Ningning nyengir, lalu memberi jalan kepada siswa ber-nametag H. Asahi itu. "Eh maaf nih Kak Sahi. Silakan lewat..."

Asahi pun melewati keempat anak itu dengan ekspresi dingin. Ketika Asahi melewatinya, Jiyoon merasa ada aura aneh yang memancar dari Asahi.

"Itu kakak kelas cakep sih, tapi sayang kaku kayak robot," ucap Ningning.

Jiyoon menunjuk sosok Asahi yang sudah jauh. "Itu kakak kelas kita?"

"Iya. Pindahan tahun lalu, bareng Kak Daehwi. Mereka sama-sama pindahan dari SMA Asiansoul," tutur Soeun. Jiyoon kemudian ber-oh ria.

Hueningkai berdehem. "Mari rakyat 11-A ku tercinta, kita masuk ke dalam kelas sebelum ada yang menegur kita lagi untuk minggir."

Ketiga gadis menoleh. Betul, sudah ada beberapa anak yang mengantre untuk lewat.

**

"Ma Ma Ma Mamba
Woo oh-oh
Ma Ma Ma Mamba
Oh eh-o eh-o"

Minjeong baru saja kembali dari ruang cheers. Seperti Yerim, dia masih diminta untuk bertahan di klub, setidaknya sampai akhir semester 1. Baru saja Minjeong akan membuka lokernya, kunci lokernya terjatuh. Tentu saja Minjeong langsung memungutnya. Dan ketika Minjeong akan bangkit, seseorang menahan kepalanya. Minjeong terkejut ketika melihat siapa sang pelaku.

"Asahi?"

Asahi hanya menatap Minjeong dingin. "Ada pintu loker yang terbuka."

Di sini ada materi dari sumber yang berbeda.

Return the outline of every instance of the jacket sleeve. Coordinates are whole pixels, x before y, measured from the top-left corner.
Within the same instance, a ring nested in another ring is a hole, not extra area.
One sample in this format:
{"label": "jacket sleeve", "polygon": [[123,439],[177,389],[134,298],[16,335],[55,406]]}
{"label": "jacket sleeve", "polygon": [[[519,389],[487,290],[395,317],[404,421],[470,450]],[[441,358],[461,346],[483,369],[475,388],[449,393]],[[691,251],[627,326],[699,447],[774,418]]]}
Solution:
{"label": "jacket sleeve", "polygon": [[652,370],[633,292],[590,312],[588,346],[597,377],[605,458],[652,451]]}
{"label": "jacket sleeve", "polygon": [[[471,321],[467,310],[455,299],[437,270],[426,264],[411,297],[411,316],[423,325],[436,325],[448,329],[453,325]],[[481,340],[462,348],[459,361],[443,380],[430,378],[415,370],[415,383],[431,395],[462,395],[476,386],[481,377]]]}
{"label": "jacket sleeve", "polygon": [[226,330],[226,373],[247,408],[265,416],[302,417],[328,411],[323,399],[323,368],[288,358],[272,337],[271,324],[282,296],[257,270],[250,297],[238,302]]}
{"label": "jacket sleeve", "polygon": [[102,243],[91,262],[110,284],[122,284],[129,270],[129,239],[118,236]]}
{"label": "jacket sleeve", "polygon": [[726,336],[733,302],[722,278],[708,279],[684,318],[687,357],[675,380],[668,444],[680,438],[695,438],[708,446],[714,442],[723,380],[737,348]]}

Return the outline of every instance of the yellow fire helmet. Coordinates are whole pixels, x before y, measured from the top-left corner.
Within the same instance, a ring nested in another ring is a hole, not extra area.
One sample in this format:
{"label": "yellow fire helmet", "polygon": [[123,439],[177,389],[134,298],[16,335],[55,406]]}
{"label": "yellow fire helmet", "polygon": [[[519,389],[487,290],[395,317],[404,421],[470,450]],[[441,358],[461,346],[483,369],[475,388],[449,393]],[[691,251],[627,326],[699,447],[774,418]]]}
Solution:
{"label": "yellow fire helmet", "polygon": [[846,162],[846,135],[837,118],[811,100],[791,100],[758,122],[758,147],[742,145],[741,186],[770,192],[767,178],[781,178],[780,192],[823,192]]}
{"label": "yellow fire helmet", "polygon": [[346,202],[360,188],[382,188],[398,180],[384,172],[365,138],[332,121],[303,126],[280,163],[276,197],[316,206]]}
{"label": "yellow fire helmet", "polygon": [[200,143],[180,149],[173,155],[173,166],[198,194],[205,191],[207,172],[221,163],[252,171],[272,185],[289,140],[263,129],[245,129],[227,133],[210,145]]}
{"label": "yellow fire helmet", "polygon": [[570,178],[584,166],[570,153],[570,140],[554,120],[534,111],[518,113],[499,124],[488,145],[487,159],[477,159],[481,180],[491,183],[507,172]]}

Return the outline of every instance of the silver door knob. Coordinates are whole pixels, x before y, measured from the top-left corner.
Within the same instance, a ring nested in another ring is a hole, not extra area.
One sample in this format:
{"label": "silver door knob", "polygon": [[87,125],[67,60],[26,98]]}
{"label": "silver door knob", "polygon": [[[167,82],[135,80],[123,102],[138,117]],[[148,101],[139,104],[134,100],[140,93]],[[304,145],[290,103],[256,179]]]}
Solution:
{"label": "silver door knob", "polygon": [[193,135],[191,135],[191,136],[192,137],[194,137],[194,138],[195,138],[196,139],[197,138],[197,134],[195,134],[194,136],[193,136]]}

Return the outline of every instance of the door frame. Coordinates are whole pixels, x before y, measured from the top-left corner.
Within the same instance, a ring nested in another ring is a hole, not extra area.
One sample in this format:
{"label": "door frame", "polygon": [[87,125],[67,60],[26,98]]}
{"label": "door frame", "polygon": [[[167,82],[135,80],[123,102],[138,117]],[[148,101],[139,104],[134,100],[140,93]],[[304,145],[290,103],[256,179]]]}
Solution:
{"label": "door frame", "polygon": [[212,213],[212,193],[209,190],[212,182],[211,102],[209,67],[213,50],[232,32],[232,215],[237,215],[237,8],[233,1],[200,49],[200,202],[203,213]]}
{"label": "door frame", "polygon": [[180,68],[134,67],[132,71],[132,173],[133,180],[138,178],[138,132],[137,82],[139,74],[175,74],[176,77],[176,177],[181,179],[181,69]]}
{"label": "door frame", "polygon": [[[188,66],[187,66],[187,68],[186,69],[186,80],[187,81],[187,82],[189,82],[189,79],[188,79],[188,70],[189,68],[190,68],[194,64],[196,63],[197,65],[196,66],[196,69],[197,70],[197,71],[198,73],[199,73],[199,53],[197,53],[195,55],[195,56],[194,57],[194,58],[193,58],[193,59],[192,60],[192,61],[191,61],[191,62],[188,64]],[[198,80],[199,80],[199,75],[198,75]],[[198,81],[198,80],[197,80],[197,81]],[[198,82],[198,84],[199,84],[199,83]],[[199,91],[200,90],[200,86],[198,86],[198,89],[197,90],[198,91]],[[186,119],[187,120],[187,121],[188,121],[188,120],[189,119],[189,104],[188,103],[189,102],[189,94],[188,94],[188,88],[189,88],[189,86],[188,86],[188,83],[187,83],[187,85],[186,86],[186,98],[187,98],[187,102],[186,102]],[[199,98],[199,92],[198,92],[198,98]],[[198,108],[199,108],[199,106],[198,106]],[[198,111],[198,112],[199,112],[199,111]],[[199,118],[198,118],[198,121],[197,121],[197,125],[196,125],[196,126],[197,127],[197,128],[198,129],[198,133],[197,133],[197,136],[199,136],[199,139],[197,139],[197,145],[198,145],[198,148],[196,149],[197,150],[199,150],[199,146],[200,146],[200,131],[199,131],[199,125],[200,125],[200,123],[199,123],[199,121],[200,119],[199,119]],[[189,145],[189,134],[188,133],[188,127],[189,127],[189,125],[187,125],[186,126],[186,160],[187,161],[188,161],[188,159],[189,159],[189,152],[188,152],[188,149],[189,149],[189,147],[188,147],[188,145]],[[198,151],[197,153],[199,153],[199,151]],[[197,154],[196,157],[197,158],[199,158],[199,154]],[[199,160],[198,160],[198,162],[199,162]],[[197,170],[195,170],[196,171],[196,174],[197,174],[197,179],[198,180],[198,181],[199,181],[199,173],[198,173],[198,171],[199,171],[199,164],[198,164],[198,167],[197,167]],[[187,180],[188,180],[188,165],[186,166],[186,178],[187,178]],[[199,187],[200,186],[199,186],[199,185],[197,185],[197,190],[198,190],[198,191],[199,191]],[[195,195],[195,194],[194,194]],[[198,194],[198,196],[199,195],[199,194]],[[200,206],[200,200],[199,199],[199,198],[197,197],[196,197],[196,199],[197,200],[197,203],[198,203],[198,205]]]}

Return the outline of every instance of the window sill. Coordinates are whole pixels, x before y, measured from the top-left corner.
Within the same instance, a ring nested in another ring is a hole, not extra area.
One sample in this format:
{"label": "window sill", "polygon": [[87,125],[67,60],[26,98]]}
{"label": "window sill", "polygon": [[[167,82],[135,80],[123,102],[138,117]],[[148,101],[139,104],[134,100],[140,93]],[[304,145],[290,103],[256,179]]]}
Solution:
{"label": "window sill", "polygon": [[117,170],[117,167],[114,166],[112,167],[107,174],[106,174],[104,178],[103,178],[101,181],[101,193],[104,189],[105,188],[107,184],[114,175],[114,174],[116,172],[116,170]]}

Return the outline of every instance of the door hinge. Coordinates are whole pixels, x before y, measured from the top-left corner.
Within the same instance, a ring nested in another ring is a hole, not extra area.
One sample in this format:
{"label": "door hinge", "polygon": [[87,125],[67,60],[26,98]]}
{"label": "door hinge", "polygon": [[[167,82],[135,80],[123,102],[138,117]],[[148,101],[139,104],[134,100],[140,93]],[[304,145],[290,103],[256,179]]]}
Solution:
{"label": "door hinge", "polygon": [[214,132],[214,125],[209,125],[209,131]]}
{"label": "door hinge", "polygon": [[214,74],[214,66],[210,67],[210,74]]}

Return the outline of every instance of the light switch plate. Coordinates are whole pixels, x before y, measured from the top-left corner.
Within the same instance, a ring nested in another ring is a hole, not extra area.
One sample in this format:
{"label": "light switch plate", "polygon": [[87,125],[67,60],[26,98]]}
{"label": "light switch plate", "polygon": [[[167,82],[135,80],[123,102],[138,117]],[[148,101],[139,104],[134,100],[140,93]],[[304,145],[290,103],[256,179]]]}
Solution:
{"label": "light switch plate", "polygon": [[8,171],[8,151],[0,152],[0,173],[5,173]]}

Benar, pintu loker yang terdapat nama 'Jung Sungchan' terbuka. Si pemilik loker terlihat berlari-lari dari kejauhan.

"Hei, aku baru ingat kalau aku belum mengunci pintu lokerku. Apa kalian melihat isi lokerku?" tanya Sungchan begitu sampai.

Minjeong langsung menggeleng. "Belum, kok."

"Oh, syukur deh. Tapi kalo kalian liat juga nggak ada yang aneh-aneh sih selain--"

"Selain apa?"

"Ah, bukan apa-apa. Bisa tolong minggir sedikit? Aku mau mengunci pintu lokerku."

Minjeong sedikit memberi ruang untuk Sungchan agar pemuda itu bisa mengunci pintu loker.

Terdengar suara deheman. Ketiga anak muda yang ada di tempat itu pun menoleh.

"Heeseung?" seru Minjeong.

Heeseung melipat kedua tangannya di depan dada. Tatapannya menyelidik ke arah Sungchan.

Seolah mengerti, Minjeong berkata, "Tadi lunci lokerku jatuh. Waktu aku ngambil, trus aku mau berdiri lagi, Asahi bilang kalo pintu loker Sungchan kebuka. Trus Sungchan datang, bilang kalo dia lupa ngunci pintu lokernya. Udah ya, jangan marah?"

Asahi mengangguk mengiyakan. "Iya. Kebetulan aku tadi di sini. Yang Minjeong bilang bener kok."

Heeseung menghela nafas. "Oke. Maaf Minjeong kalau aku terkesan posesif. Aku cuma takut terjadi apa-apa sama kamu."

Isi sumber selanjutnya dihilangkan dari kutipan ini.